# Watercolor on Ink(Sumi)?



## Solitarianknight (Nov 11, 2013)

This will be my first post here but I was wondering what everyone's take was on using watercolors with ink? I never really use color in my paintings/drawings so I haven't actually cracked open my 20 some bottles of water color and acrylic paints, accepts for the black and white of course. 

However, I did a piece just now in sumi style that kinda needs cherry blossoms or something along the line of that. It's just a black ink branch on a 2'x1' sheet with some bushing. My question would be should I use watercolor to add washed out flowers to the piece or could I use acrylic's to make a more 3d and textured flower that sorta adds dimension to the flat black ink? Or I could do a mixture of both for contrasting petals.
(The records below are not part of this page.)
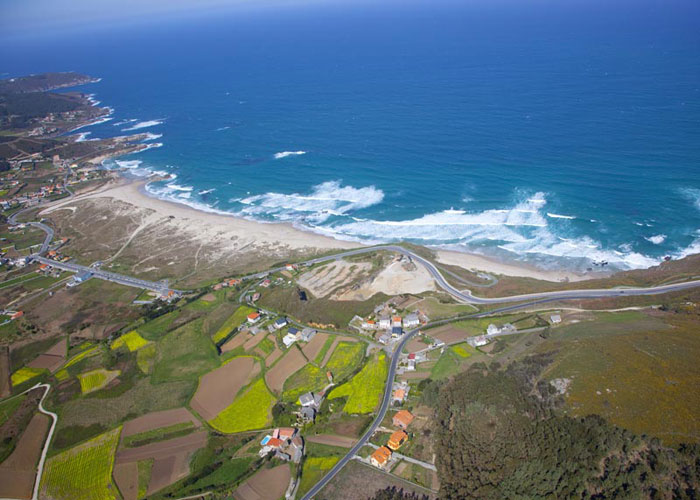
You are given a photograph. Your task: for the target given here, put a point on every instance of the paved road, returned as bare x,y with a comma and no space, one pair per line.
466,296
154,286
386,399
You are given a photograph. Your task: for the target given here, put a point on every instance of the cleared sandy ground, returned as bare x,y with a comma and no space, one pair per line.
474,262
332,440
323,280
395,279
17,472
268,484
52,359
448,334
217,389
127,478
290,363
158,419
312,349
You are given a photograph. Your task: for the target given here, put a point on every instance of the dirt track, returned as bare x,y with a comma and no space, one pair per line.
290,363
266,484
158,419
18,470
217,389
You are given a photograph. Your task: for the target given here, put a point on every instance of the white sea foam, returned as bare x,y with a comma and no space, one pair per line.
657,239
124,122
284,154
559,216
152,137
325,200
144,124
128,163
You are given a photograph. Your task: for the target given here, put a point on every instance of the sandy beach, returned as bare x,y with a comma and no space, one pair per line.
230,235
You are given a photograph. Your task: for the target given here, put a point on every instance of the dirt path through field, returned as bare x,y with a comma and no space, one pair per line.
217,389
18,471
290,363
158,419
266,484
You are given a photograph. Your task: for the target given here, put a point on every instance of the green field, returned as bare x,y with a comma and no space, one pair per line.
345,359
95,379
91,351
451,361
247,412
132,340
184,354
236,319
266,346
145,357
313,470
9,406
156,328
26,373
364,391
83,472
160,434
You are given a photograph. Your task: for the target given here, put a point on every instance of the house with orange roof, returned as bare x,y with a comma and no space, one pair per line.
402,419
380,457
396,440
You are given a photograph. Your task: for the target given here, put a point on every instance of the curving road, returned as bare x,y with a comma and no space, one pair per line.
468,298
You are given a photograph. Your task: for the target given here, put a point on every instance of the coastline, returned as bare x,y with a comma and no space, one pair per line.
216,229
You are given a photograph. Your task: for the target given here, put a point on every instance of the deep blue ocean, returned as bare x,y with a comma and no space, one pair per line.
555,132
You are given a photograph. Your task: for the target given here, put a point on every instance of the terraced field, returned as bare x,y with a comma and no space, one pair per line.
132,340
96,379
364,390
25,374
234,321
248,411
83,472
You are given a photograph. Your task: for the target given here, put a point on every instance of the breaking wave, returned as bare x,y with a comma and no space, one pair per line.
144,124
284,154
325,200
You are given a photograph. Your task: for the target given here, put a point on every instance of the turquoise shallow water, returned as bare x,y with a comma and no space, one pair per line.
561,135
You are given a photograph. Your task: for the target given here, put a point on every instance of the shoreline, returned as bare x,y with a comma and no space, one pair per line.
217,228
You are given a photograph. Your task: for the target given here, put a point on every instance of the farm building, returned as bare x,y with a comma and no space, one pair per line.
402,419
411,320
307,334
397,439
385,322
280,322
380,457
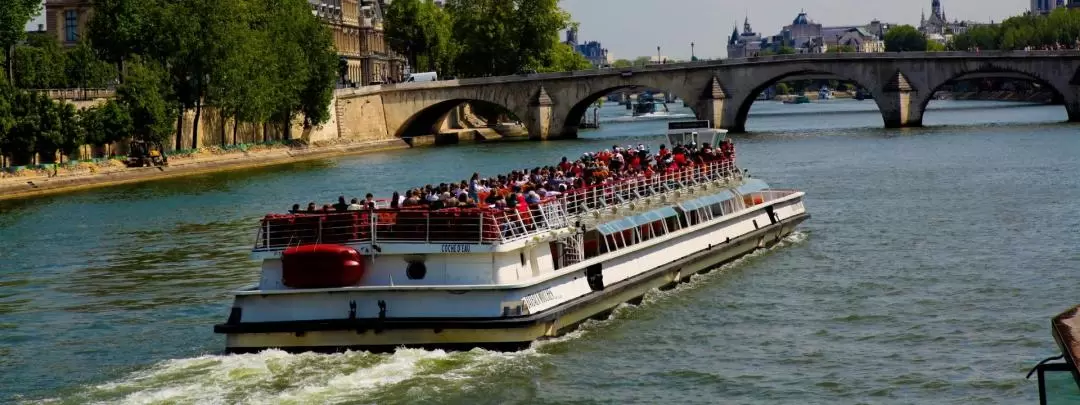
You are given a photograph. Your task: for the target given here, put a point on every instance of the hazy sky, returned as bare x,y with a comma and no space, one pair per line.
631,28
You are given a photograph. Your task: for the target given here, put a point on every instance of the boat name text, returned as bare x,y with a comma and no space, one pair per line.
539,298
457,248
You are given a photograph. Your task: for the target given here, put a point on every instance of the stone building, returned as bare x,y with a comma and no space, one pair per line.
66,19
745,44
937,27
359,38
1044,7
356,26
593,51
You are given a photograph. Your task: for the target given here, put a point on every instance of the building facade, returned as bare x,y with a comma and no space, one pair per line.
1044,7
66,19
744,44
593,51
805,36
356,26
939,28
359,38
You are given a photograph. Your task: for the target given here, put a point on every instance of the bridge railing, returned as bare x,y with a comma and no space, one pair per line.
717,63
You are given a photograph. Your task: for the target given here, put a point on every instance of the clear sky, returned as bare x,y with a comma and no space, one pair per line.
631,28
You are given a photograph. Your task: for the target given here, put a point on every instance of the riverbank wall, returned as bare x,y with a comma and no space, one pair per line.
110,173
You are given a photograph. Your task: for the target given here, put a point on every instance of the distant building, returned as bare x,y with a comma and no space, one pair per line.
1044,7
596,54
66,19
356,26
359,38
939,28
805,36
745,44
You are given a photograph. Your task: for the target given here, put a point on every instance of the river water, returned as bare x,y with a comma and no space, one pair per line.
928,274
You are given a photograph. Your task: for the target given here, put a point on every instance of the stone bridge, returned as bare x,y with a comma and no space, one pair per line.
551,105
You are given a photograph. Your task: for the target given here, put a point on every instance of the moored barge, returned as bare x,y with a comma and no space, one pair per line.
380,279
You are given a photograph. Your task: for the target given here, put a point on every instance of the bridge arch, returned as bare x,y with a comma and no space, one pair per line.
430,120
1061,89
578,110
744,104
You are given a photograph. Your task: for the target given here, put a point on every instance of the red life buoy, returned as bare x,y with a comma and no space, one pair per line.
321,267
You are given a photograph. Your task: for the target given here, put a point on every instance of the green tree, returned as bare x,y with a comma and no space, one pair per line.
566,58
122,28
14,14
106,124
7,120
83,69
25,125
58,129
39,64
143,95
904,38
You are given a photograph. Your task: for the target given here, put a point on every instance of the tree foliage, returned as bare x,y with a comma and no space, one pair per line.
905,38
474,38
39,64
14,14
144,96
1061,28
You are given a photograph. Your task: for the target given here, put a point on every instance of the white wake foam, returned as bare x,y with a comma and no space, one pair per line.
407,375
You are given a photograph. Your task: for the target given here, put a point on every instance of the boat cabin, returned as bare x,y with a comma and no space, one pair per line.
694,132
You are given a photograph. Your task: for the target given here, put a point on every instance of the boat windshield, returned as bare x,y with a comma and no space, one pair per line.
693,133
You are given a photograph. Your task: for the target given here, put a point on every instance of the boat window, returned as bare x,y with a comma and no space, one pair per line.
716,210
416,270
672,225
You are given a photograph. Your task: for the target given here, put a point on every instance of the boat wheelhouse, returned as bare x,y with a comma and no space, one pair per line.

Here is what it currently looks like(sorry about the quality but it does not fit my scanner so phone pics it is)


----------



## Blue Angel (Aug 4, 2013)

Solitarianknight said:


> This will be my first post here but I was wondering what everyone's take was on using watercolors with ink? I never really use color in my paintings/drawings so I haven't actually cracked open my 20 some bottles of water color and acrylic paints, accepts for the black and white of course.
> 
> However, I did a piece just now in sumi style that kinda needs cherry blossoms or something along the line of that. It's just a black ink branch on a 2'x1' sheet with some bushing. My question would be should I use watercolor to add washed out flowers to the piece or could I use acrylic's to make a more 3d and textured flower that sorta adds dimension to the flat black ink? Or I could do a mixture of both for contrasting petals.
> 
> Here is what it currently looks like(sorry about the quality but it does not fit my scanner so phone pics it is)



I think using watercolor wash for the petals to give the edges a translucent effect would be good then acrylic in the centers for that 3D texture may look great. You should try a few things and see how it looks. Thanks for sharing.


----------



## Solitarianknight (Nov 11, 2013)

Thanks for the input. I think I like that idea. I did a light water color for the petals but I think acrylic centers would serve me in multiple ways including covering up black that has shown through.


----------